This week when I was paging some manuscripts, I got distracted and made a discovery. I didn’t remember ever having looked at the materials on the shelf where the one manuscript to lives and stopped to peek into a few of the archive boxes on either side of it..
One of them was a eighteenth-century copybook that had been filled in between January and August 1733 by Jan Haverman, who lived in Amersfoort, a Dutch city on the river Een in Utrecht.
Cotsen has quite a few American and British copybooks, but I didn’t know there were Dutch ones as well. Opening the marbled paper wrappers, I noticed that the pages were not ruled with carefully spaced lines that are supposed to make it easy for the student to write the practice text across the page.
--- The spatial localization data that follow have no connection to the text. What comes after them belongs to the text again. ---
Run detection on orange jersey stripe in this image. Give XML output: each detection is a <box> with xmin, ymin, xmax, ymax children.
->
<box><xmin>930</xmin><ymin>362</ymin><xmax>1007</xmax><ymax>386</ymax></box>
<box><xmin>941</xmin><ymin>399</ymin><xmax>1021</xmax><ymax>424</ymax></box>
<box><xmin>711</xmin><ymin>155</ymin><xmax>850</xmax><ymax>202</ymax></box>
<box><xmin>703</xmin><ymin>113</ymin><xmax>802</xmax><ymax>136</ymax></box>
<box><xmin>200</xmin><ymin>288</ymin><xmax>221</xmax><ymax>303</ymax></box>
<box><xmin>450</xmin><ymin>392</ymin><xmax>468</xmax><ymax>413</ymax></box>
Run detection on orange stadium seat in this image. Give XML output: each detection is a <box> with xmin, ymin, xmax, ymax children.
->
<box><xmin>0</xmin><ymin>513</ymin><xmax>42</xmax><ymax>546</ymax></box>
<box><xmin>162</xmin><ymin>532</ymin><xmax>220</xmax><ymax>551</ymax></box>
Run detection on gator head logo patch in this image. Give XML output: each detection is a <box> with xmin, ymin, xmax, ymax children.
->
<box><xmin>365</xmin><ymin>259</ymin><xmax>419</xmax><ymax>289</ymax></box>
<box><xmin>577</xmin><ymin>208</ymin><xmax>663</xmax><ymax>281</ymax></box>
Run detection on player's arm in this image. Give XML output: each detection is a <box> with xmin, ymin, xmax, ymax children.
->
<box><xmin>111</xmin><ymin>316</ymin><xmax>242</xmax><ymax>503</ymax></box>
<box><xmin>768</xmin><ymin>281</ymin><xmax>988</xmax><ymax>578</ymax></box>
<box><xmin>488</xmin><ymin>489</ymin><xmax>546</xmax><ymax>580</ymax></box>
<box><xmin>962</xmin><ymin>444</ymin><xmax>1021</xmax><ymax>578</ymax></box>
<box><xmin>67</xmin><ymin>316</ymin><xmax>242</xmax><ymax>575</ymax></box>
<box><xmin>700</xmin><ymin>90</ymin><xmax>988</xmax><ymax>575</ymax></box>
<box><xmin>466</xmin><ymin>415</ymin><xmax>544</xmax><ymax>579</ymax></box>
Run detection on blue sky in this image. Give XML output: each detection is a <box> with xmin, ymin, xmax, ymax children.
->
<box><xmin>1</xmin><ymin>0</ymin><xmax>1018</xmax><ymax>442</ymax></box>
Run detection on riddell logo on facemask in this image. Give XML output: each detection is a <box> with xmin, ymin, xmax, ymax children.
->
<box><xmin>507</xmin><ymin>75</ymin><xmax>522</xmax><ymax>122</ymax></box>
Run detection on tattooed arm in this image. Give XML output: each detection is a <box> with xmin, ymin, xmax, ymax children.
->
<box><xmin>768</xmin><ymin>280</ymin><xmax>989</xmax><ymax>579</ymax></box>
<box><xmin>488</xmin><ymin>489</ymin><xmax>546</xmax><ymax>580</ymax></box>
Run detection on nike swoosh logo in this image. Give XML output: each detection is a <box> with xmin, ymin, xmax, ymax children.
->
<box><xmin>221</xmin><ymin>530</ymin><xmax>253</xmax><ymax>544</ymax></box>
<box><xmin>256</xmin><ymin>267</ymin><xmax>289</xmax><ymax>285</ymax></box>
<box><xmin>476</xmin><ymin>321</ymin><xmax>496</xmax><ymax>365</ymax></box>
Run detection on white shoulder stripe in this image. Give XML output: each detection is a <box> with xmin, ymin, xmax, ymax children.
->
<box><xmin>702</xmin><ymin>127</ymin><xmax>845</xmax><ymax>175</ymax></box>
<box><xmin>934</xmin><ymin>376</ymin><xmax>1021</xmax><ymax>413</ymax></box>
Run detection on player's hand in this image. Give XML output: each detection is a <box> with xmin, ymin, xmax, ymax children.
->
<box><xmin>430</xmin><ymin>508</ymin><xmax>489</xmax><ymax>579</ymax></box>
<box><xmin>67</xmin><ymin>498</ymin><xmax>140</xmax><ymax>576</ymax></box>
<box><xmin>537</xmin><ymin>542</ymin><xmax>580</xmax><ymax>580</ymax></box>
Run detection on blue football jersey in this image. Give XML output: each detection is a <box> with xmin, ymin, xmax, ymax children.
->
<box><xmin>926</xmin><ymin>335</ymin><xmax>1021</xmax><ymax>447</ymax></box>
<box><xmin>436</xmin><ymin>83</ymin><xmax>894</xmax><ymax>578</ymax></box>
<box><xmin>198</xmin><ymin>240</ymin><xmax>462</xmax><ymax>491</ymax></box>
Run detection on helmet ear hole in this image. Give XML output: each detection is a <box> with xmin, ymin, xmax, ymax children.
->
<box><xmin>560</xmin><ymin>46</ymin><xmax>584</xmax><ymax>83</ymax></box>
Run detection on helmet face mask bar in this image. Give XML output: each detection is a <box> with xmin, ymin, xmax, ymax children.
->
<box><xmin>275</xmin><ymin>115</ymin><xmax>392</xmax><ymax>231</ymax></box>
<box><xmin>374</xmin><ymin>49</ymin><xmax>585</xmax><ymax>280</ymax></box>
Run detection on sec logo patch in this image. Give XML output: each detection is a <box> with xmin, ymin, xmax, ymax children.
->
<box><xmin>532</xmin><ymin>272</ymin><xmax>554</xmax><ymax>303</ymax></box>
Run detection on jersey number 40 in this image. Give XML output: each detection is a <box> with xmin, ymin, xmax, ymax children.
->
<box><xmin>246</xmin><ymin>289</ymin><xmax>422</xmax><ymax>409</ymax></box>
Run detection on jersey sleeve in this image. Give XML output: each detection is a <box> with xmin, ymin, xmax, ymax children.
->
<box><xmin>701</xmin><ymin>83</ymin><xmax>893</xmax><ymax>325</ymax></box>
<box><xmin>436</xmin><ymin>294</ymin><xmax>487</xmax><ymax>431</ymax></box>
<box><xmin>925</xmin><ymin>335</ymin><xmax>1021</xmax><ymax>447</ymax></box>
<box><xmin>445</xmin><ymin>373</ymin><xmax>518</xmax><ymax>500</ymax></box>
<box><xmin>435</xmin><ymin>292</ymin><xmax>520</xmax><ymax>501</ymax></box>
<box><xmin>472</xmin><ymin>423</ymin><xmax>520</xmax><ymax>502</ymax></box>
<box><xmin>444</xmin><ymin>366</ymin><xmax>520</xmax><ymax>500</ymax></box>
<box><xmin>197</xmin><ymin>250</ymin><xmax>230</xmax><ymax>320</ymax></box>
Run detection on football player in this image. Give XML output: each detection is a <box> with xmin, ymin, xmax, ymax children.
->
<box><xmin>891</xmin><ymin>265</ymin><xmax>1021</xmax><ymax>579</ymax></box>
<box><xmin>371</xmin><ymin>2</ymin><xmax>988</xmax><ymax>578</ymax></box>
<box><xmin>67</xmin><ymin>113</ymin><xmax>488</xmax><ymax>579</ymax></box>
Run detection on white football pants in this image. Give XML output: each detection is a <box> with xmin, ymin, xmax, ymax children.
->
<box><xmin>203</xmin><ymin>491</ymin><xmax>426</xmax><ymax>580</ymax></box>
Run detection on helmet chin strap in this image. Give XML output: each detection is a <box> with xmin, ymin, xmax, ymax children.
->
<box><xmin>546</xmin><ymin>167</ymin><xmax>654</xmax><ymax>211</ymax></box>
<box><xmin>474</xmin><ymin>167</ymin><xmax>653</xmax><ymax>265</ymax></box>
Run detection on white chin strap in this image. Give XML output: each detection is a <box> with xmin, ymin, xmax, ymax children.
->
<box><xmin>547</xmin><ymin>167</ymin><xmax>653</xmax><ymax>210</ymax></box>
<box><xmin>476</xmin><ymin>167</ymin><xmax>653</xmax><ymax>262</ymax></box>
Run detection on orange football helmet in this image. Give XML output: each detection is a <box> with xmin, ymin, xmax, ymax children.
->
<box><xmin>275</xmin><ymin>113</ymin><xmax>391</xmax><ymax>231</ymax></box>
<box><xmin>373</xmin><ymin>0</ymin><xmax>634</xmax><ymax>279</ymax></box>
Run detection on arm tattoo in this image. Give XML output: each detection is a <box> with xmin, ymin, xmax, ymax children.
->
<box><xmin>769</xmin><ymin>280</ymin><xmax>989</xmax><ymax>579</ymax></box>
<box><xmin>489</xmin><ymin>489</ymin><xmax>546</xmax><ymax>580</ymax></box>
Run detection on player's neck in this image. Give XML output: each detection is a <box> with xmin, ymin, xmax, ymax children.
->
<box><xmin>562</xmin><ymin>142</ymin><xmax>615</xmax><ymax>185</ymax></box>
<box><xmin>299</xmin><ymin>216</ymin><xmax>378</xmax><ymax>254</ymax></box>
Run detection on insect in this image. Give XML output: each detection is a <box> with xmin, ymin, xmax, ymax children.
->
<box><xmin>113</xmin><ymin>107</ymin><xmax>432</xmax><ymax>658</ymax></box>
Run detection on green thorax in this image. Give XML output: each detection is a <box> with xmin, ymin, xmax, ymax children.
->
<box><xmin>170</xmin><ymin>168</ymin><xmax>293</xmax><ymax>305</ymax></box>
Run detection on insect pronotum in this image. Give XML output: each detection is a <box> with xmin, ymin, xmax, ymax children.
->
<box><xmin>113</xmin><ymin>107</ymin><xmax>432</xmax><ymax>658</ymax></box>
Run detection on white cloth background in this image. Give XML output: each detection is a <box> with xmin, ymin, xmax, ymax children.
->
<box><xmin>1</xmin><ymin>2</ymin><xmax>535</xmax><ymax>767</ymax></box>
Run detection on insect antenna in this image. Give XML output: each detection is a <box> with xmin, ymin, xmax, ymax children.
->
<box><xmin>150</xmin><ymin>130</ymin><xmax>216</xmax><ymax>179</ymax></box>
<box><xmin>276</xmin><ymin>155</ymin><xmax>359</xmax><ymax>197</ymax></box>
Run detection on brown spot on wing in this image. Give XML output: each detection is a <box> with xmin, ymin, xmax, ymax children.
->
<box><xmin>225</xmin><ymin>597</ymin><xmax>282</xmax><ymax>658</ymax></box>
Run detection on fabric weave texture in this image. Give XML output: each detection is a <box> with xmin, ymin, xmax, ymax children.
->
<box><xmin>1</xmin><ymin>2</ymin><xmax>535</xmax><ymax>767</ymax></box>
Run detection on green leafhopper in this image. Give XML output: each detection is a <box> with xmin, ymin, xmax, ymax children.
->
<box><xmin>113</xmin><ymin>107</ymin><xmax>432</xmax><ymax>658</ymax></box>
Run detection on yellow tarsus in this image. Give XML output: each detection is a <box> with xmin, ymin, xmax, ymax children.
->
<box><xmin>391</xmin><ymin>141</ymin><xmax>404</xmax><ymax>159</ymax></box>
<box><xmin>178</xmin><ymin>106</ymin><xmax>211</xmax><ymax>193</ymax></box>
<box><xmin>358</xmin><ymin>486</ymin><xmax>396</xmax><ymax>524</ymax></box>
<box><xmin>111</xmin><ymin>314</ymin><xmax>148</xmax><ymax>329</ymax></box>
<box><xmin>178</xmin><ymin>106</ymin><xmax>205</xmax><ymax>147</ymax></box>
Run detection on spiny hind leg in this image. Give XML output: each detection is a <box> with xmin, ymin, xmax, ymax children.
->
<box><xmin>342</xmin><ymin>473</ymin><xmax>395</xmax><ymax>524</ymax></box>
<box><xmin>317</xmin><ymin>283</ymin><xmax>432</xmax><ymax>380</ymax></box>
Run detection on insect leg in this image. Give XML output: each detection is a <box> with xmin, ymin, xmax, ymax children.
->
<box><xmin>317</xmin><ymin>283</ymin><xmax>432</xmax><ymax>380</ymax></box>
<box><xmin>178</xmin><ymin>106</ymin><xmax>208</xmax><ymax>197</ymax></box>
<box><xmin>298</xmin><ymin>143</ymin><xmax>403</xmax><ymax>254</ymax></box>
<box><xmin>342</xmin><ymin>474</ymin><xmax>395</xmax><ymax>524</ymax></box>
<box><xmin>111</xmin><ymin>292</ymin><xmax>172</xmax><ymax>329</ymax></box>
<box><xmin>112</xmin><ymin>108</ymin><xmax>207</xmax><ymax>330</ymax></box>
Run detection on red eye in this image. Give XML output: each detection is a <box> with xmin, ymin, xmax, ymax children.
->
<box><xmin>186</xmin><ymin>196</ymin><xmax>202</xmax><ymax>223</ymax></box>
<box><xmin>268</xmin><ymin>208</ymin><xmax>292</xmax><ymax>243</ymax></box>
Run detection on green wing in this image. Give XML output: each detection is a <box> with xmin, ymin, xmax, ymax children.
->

The odd-numbered pages, I discovered, had margins decorated with highly stylized decorations composed of swirling lines. Whoever calligraphed these beautiful figures was something of an artist.Jan Haverman signed the bottom of every page he copied out, but did he have the control of the pen to have drawn the figures in the margins as well?
Could Jan’s writing master been the creator of the fantastic people and creatures? Scholars who study the history of writing instruction often distinguish the parts in an exercise executed by the student and those the instructor corrected. But why would the master have done the drawings in the margins? Or is the hand that drew the illustrations that of Jan?
There ARE some blots, misformed letters, and wobbly lines on this page, so perhaps the figure in the margin here was intended as an incentive to do better next time!
I LOVE the Cotsen posts! Keep them coming.
The marginalia of Jan haverman reminds me of the complicated and puzzle-like calligraphy in various Arabic medieval texts.
Gretchen Adkins
beautiful and a provocative question about who drew the images!